= America Coming Together =

American progressive political group

America Coming Together (ACT) (founded in 2003) was a progressive, political action 527 group dedicated to get-out-the-vote activities. ACT did not specifically endorse any political party but worked almost exclusively on behalf of Democratic candidates. It was the largest 527 (tax-exempt) group in 2004 and was planning to be involved in future races. The group was primarily funded by insurance mogul Peter Lewis, currency trader George Soros, and labor unions, especially the Service Employees International Union, and was led by Steve Rosenthal, a former political director of the AFL–CIO.

== History ==
Starting in mid-2004, the album Wake Up Everybody was recorded by more than 90 musical acts under the direction of Kenneth "Babyface" Edmonds, for the purpose of getting more young adults to register and vote.

In the three weeks before the 2004 presidential and congressional elections, ACT planned on funding over 12 million phone calls to targeted voters and having canvassers hand-deliver 11 million pieces of literature at targeted doorsteps.

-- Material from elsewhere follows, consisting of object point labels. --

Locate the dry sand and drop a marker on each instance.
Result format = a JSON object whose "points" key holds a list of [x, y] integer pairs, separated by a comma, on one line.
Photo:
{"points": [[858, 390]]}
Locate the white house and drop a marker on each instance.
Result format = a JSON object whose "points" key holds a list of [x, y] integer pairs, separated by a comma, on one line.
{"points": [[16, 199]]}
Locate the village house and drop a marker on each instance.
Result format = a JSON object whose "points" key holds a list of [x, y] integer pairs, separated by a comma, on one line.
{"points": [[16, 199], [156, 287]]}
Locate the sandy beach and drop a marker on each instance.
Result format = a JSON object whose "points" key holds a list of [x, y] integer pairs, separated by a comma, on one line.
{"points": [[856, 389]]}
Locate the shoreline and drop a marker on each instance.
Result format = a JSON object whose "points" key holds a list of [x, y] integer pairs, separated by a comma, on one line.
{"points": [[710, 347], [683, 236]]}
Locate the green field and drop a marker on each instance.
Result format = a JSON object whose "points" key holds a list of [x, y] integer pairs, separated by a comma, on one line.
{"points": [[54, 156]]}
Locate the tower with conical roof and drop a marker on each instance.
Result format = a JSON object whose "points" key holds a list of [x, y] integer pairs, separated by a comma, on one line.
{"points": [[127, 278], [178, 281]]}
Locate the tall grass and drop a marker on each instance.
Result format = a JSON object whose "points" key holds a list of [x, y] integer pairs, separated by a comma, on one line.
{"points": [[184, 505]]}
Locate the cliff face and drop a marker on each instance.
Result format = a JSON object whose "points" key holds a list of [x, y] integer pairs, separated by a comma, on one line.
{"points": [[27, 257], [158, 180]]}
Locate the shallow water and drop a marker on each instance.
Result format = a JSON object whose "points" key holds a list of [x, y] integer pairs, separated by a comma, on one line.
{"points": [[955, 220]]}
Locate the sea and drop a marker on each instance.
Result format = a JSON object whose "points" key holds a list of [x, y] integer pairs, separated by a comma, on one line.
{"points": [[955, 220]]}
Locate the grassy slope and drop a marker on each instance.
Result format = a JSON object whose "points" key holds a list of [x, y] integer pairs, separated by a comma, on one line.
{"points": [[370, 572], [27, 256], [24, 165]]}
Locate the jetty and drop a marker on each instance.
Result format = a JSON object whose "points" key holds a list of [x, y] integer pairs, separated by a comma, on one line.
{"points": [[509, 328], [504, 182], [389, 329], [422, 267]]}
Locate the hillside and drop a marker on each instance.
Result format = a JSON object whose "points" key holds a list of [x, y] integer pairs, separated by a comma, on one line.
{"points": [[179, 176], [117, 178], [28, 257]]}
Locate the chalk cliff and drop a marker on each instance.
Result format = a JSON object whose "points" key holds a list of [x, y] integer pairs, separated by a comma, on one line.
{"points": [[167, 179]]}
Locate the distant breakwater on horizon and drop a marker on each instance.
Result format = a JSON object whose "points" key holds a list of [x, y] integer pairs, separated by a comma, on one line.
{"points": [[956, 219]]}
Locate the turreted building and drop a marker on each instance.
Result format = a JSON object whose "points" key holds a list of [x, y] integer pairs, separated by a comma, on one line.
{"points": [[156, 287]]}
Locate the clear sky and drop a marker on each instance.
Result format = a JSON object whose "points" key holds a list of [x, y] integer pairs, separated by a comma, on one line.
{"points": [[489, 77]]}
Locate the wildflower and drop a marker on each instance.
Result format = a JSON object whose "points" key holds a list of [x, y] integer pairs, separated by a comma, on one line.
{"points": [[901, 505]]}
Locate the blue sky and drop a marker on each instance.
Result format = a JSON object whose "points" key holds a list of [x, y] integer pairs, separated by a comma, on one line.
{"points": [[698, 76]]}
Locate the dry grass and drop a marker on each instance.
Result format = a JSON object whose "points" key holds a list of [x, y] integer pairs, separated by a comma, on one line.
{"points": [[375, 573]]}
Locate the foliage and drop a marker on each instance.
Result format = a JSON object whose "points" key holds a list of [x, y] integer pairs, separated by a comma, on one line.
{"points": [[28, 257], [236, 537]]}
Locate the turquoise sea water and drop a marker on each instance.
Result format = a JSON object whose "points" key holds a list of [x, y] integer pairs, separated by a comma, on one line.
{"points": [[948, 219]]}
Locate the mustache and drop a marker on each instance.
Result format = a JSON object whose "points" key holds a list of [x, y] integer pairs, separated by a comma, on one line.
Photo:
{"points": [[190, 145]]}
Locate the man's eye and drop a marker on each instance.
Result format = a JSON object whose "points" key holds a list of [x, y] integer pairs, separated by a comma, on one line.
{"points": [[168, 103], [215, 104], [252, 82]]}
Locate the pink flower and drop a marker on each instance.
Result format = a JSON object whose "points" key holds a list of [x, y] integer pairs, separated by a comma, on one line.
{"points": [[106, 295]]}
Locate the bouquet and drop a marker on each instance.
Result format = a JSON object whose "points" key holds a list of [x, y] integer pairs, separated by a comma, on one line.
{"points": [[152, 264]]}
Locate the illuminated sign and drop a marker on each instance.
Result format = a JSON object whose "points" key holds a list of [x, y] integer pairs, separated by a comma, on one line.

On Election Day, ACT had projected to have 45,000 paid canvassers in the battleground states and spent over $10 million on Election Day. It had 86 offices open every day, with a staff of 4,000 and a goal of reinforcing the army of 45,000 paid canvassers with 25,000 volunteers.

In the fall of 2004, ACT was featured in the Frontline Documentary The Persuaders, which described ACT's use of narrowcasting.

In 2005 ACT was in the process of being wound down. Its website was not renewed and is no longer operational.

The Federal Election Commission announced on August 29, 2007, that it had reached a settlement agreement with ACT for violations of various federal campaign finance laws during the 2004 US presidential campaign. ACT agreed to pay $775,000 in fines.